I WAS A D2G Motto Dev Now having a T-Bolt Where to start Deving for the T-Bolt ????

I have a old HP Laptop ...I have 64 bit Linux Already installed on it .....If you could point me into the right direction on how to start developing for this bad ass Device I appreciate it .....


----------



## boristhebladexx (Jun 16, 2011)

you were a developer before but you don't know how to develop for the thunderbolt?

Sent from my ThunderBolt using Tapatalk


----------



## SomeGuyDude (Jul 3, 2011)

A couple ROMs have their source available. Have at it!


----------



## Jaxidian (Jun 6, 2011)

https://github.com/OMFGB/manifest/wiki/Compile-omfgb-yourself

That should get you well beyond started. Not sure what else you could need if you've done this before. Enjoy!

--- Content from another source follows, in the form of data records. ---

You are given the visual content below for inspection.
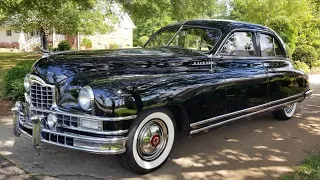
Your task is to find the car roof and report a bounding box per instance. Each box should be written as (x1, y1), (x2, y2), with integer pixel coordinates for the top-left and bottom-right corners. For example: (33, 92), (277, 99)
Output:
(165, 19), (273, 32)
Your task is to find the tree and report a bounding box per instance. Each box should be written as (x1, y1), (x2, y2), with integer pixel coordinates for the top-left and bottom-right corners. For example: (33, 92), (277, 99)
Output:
(0, 0), (116, 49)
(230, 0), (318, 52)
(120, 0), (228, 45)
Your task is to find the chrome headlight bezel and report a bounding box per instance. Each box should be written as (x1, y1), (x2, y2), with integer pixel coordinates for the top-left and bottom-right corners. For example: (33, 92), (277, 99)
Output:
(78, 86), (94, 111)
(23, 74), (31, 93)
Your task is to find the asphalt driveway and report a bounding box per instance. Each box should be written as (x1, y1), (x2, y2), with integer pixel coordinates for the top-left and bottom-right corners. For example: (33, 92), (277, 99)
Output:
(0, 76), (320, 180)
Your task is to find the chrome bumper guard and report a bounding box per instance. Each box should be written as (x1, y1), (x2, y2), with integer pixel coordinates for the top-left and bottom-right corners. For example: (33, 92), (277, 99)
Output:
(11, 102), (127, 154)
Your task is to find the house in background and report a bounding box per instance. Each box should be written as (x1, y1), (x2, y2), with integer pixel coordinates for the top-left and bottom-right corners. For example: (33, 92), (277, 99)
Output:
(0, 6), (135, 51)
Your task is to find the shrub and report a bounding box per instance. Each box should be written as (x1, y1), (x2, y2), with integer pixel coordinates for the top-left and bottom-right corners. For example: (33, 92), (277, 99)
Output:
(3, 60), (35, 100)
(294, 61), (310, 73)
(292, 45), (318, 67)
(312, 60), (320, 67)
(138, 36), (149, 47)
(108, 43), (119, 49)
(58, 40), (71, 51)
(0, 42), (19, 49)
(81, 38), (92, 49)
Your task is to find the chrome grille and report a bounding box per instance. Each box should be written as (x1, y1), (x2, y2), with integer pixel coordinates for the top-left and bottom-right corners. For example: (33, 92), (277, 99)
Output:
(31, 110), (79, 128)
(30, 82), (54, 109)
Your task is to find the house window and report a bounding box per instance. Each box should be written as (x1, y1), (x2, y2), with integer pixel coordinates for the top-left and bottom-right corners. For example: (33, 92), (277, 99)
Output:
(6, 30), (12, 36)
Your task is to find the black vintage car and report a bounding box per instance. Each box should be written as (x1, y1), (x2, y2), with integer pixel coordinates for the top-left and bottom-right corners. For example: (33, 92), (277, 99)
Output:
(12, 20), (312, 174)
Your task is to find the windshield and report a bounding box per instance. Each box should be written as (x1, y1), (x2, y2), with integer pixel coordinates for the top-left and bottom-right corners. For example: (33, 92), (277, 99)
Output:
(145, 27), (221, 53)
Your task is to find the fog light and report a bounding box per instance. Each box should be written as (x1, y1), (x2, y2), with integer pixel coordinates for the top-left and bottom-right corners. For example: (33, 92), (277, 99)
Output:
(47, 114), (58, 129)
(80, 118), (102, 131)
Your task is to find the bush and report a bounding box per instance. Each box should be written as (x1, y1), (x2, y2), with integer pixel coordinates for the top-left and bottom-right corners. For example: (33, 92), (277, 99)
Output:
(81, 38), (92, 49)
(58, 40), (71, 51)
(294, 61), (310, 73)
(292, 45), (318, 67)
(0, 42), (19, 49)
(3, 60), (35, 100)
(108, 43), (119, 49)
(138, 36), (149, 47)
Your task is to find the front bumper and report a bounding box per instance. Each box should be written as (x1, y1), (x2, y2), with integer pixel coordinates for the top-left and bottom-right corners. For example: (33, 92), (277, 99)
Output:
(12, 102), (131, 154)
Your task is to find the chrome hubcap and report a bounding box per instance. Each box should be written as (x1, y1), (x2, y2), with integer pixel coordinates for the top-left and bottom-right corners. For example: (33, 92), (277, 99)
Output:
(284, 103), (294, 114)
(137, 119), (168, 161)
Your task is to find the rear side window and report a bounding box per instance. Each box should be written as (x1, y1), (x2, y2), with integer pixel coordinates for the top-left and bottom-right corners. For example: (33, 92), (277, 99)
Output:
(220, 32), (256, 57)
(260, 34), (285, 57)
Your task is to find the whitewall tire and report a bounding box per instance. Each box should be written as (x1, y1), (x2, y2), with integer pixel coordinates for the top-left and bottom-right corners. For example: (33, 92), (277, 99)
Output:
(117, 108), (176, 174)
(273, 103), (297, 120)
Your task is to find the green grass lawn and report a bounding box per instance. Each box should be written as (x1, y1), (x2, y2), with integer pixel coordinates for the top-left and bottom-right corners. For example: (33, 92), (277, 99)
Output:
(0, 52), (41, 97)
(280, 154), (320, 180)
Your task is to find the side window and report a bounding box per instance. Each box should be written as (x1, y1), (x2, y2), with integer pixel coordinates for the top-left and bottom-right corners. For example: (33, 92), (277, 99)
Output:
(260, 34), (285, 57)
(6, 30), (12, 36)
(220, 32), (256, 57)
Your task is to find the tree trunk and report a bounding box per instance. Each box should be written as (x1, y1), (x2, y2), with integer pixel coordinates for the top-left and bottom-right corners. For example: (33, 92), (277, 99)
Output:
(40, 28), (48, 50)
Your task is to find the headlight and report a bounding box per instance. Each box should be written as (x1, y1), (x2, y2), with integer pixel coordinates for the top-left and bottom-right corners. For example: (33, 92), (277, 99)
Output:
(23, 74), (30, 93)
(78, 86), (94, 111)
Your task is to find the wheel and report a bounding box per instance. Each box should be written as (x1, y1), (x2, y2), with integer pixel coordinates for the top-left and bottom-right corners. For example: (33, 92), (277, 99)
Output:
(117, 108), (176, 174)
(273, 103), (297, 120)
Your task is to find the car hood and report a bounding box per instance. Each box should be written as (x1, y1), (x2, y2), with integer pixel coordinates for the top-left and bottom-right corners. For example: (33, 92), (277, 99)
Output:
(32, 48), (206, 86)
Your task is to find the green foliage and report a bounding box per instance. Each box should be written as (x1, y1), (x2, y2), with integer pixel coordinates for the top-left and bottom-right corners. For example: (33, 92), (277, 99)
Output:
(3, 60), (35, 100)
(292, 45), (318, 67)
(266, 16), (298, 49)
(0, 0), (118, 47)
(294, 61), (310, 73)
(58, 40), (71, 51)
(108, 43), (119, 49)
(81, 38), (92, 49)
(120, 0), (228, 46)
(138, 36), (149, 47)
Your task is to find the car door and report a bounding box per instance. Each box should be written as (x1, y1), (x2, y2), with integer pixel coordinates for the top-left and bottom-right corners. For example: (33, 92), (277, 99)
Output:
(216, 30), (268, 115)
(258, 32), (301, 102)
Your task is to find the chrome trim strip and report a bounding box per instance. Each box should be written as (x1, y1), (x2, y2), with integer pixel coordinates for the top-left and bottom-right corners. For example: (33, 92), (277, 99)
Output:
(190, 93), (304, 128)
(41, 139), (126, 155)
(30, 107), (137, 121)
(58, 125), (128, 135)
(190, 98), (303, 135)
(304, 89), (313, 99)
(42, 129), (127, 143)
(19, 128), (32, 139)
(28, 74), (57, 108)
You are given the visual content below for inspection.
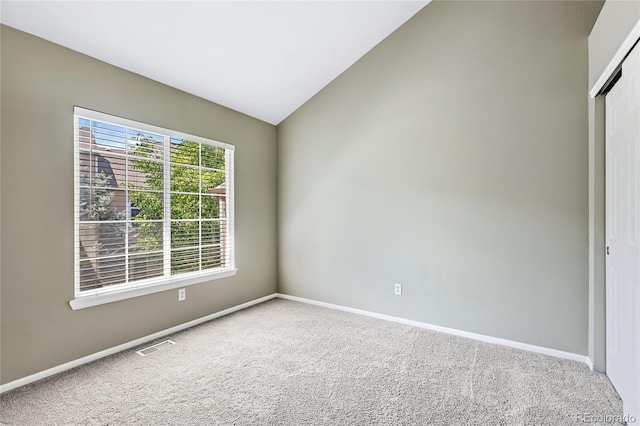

Sent from my NookColor using Tapatalk


----------



## WoZzY (Jun 29, 2011)

Jaxidian said:


> https://github.com/OMFGB/manifest/wiki/Compile-omfgb-yourself
> 
> That should get you well beyond started. Not sure what else you could need if you've done this before. Enjoy!
> 
> Sent from my NookColor using Tapatalk


No that's cool I am just looking into it I have not developed in 6 months but you know what they say its like riding a bike you never forget


----------



## Jaxidian (Jun 6, 2011)

WoZzY said:


> No that's cool I am just looking into it I have not developed in 6 months but you know what they say its like riding a bike you never forget


Cool, glad this could help you. Good luck, and let us know what you're planning on doing. I'm sure the OMFGB team would love if you contributed to their codebase.


----------



## fordtheriver (Jun 30, 2011)

boristhebladexx said:


> you were a developer before but you don't know how to develop for the thunderbolt?


+1 For you.
The WoZ produced many D2G roms that were never uploaded correctly, wouldn't flash, etc etc... It wouldn't have been as noticeable if there had been more developer interest in the D2G.


----------